Collins turned his attention back to his bag. The sooner it was done, the sooner he could try to forget. Bile climbed his throat as he pulled its contents out and tossed them into the darkness.
The arms slid across the ground, painting a bloody streak across the concrete. Collins took a deep breath before crouching down.
“Hey, Jake,” he called softly, “are you hungry?”
The sound of chains dragging against stone replied.
“Come on, son.”
A slouched figure wandered into the light, shoulders hunched. Its bare feet slapped against the concrete in a staggered rhythm. Though its face was torn and peeling, patches of skull visible underneath, the hair never changed. Rotted flesh dangled from his bones and one of his eyes oozed from its socket, but Jake was as blond as the day he was born.
Jake dropped to his knees and sunk his teeth into one of the arms.
Collins’s fingers traced the police-issued handgun at his belt. His eyes watched his son eat, but his mind was elsewhere, a night when he had drawn the weapon. He had come downstairs with a few fingers in a plastic bag to find his wife lying prone on the cold floor, blood oozing from a gaping gash in her side. Jake was leaning over her, hands dripping with gore as he shoved a chunk of his mother into his mouth.

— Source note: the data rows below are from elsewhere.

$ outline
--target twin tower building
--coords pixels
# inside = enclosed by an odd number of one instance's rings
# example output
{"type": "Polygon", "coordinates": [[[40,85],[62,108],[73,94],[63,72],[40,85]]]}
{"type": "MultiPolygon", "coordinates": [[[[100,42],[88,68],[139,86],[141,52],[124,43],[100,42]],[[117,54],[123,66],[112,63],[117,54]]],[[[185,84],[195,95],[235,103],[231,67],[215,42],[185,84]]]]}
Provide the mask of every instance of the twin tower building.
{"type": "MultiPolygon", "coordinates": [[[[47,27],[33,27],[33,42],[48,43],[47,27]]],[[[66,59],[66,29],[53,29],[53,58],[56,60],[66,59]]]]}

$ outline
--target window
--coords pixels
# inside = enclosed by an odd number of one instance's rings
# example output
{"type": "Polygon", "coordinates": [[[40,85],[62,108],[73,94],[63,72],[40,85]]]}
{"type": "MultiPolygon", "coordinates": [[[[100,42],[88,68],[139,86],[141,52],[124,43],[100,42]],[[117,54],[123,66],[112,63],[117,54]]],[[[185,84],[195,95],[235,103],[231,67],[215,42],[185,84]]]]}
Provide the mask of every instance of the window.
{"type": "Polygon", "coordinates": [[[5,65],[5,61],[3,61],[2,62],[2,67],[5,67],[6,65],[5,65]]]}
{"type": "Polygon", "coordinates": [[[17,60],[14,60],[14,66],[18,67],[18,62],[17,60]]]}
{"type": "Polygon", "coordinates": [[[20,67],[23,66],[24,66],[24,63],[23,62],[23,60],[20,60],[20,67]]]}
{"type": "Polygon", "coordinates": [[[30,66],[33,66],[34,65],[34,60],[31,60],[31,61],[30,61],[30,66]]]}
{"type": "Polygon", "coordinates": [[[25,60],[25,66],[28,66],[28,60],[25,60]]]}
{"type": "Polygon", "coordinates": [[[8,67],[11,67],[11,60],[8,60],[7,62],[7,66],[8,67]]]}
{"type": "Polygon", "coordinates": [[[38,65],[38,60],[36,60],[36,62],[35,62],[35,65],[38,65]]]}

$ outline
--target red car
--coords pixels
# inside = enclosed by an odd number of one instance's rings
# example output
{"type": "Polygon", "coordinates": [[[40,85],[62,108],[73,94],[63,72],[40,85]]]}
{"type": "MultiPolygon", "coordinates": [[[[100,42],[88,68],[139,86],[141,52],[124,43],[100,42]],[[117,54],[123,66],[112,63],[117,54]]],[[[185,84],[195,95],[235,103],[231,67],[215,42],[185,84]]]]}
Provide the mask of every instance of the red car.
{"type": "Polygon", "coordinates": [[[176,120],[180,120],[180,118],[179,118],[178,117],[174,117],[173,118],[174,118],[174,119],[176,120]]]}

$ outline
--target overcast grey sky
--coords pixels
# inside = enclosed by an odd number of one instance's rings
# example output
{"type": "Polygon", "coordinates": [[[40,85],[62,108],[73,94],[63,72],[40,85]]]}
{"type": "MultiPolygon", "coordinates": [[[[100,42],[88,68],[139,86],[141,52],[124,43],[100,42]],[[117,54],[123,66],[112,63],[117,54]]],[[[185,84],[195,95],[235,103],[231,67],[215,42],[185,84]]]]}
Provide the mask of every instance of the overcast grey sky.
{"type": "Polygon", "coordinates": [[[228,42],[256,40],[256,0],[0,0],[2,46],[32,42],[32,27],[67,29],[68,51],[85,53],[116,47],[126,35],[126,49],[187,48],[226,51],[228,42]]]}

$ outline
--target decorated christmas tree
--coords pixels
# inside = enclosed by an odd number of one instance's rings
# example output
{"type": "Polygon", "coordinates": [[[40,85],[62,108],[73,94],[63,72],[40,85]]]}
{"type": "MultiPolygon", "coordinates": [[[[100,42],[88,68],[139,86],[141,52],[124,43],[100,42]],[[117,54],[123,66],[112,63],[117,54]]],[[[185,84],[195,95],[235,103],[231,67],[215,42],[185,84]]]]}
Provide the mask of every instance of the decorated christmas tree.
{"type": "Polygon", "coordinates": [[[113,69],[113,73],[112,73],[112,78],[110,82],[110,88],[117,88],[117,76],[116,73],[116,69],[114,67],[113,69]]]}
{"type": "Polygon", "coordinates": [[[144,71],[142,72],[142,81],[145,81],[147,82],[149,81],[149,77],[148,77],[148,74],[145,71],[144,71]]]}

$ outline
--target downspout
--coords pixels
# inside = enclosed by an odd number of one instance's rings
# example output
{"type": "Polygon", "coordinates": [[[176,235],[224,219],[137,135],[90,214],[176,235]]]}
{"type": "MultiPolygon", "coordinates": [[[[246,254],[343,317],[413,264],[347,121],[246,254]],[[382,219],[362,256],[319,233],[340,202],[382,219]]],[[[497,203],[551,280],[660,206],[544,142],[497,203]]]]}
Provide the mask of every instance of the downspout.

The Lieutenant had frozen for just a moment before pulling his gun on the boy. “What have you done?” he screamed, words barely audible between sobs. “She was your mother! You killed your own mother!” He approached Jake, gun aimed at his head. The boy didn’t acknowledge him, ripping warm flesh apart with his teeth. “Don’t you remember her? Don’t you remember me?” He pressed the nose of the gun against Jake’s bright blond hair. “You aren’t my son anymore.”
But he couldn’t bring himself to do it. He had dropped the weapon back and fell to his knees. When his son had finished eating, he collected what he could of his wife and buried her. He put the gun back in its holster and tried to forget. Now, he drew it again, turning it over in his hands. It had to end. The monster had to be destroyed.
Matthew Collins raised the gun to his own head and fired.